Let X be a real random variable. Under what conditions on the distribution do we have that

$$\mathbb{E}( X^{2n + 2}) \geq \mathbb{E}( X^{2n}) \mathbb{E}( X^{2})$$

for all integer $n$?

I tried using the Cauchy Shwartz inequality but it seems I would need to have the expectation values squared.
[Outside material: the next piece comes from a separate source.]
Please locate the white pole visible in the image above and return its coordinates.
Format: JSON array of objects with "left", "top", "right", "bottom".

Is there some general inequality you would recommend I start from?

Answer 1

We have, for all positive integer $n$, $$\mathbb{E}(X^{2n + 2}) - \mathbb{E}(X^{2n}) \mathbb{E}(X^{2}) = \frac{1}{2}\mathbb{E}[(X^{2n} - Y^{2n})(X^2 - Y^2)] \ge 0$$ where $Y$ is independent of $X$ and $Y \sim X$, and we have used $$(a^n - b^n)(a - b) = (a - b)^2(a^{n-1} + a^{n-2}b + \cdots + a b^{n - 2} + b^{n-1}) \ge 0$$ for all $a, b \ge 0$.

Answer 2

It is always true for non-negative integers $n$. $EX^{2}\leq (EX^{2n+2})^{2/(2n+2)}$ and $EX^{2n}\leq (EX^{2n+2})^{2n/(2n+2)}$ by Hoder's inequality. Multiply these two to get $EX^{2}EX^{2n} \leq EX^{2n+2}$.